Mohammad Taqi Danesh Pajouh or Mohammad Taghi Daneshpajouh (محمدتقی دانش‌پژوه; born 1911 in Amol and died 1996) was a writer, musician, translator, orientalist and Iranian scholar, a member of the Academy of Persian Language and Literature, professor at the University of Tehran and the father codicology of Iran.

He entered the Faculty of Law at Tehran University and took his bachelor's degree in 1941. He served for decades as deputy librarian at Tehran of Political Science before joining the Department of History of the Faculty of Theology at that school. In addition to editing and publishing works of others, he authored a number of articles of his own.

He also traveled to obtain bibliographic and manuscript information and to order it from the University of Tehran to Baghdad, Najaf, Karbala and Kazemin in Iraq, Medina and Mecca in Saudi Arabia, Moscow, Leningrad in Russia, Tbilisi, Dushanbe, Tashkent, Bukhara, Samarkand, and Baku in Central Asia, Paris, Munich, Leiden, Utrecht, and Istanbul in Europe and continued to traveled to Cambridge, Boston, Princeton, Ann Arbor, Michigan, Chicago and New York in the United States.
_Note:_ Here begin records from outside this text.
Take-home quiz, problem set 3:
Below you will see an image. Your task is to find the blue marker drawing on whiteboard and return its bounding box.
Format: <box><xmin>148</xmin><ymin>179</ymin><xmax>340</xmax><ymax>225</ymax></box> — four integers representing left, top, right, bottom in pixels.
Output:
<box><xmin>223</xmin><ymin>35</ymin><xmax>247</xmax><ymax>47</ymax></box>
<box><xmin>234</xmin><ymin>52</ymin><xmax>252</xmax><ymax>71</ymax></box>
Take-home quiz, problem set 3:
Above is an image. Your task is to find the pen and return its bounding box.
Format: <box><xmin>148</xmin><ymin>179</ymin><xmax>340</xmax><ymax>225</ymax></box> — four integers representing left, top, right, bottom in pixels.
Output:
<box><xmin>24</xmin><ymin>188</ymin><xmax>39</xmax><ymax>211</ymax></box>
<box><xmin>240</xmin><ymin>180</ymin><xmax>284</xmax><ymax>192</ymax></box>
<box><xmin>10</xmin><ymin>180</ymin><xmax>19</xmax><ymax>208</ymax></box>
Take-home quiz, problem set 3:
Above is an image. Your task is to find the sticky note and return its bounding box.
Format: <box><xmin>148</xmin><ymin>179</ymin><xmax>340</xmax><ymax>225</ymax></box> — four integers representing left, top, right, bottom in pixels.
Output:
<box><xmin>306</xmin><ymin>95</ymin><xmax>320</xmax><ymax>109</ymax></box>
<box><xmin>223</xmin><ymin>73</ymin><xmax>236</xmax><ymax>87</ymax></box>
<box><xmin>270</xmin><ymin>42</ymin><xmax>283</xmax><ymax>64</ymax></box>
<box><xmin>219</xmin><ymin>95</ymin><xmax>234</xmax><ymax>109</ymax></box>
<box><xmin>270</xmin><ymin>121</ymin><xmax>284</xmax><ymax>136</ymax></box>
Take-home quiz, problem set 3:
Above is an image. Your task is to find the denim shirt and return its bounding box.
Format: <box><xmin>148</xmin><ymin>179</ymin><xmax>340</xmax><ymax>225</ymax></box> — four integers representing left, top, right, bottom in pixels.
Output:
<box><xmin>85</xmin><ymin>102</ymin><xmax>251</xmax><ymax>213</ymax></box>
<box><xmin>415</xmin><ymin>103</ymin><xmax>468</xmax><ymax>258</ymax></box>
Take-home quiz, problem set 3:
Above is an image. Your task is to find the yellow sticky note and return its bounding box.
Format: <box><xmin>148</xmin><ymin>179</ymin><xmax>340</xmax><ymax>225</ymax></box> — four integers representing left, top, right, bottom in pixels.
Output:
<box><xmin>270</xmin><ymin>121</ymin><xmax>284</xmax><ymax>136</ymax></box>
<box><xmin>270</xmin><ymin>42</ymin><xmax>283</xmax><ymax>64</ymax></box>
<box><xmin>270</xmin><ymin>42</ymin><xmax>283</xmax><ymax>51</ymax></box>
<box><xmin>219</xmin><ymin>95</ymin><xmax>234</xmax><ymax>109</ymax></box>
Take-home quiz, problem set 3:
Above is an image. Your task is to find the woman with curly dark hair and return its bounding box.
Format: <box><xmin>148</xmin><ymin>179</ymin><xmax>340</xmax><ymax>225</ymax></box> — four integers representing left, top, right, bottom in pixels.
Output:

Danesh Pajouh became an honorary member of French-Asian Association and Institut Français de Recherche en Iran, for has been honored for its extensive knowledge of Persian texts and for its philosophy, logic, literature, theology, librarianship, and cataloging of oriental manuscripts. He was a professor at the Faculty of Theology at the University of Tehran. He has a high rank in cataloging of Persian and Arabic manuscripts, being kept in Iranian and foreign libraries. Danesh Pajouh together with Iraj Afshar, Manouchehr Sotoudeh, Mostafa Mogharebi and Abbas Zaryab Khoei, founded Farhang Iran Zamin Magazine.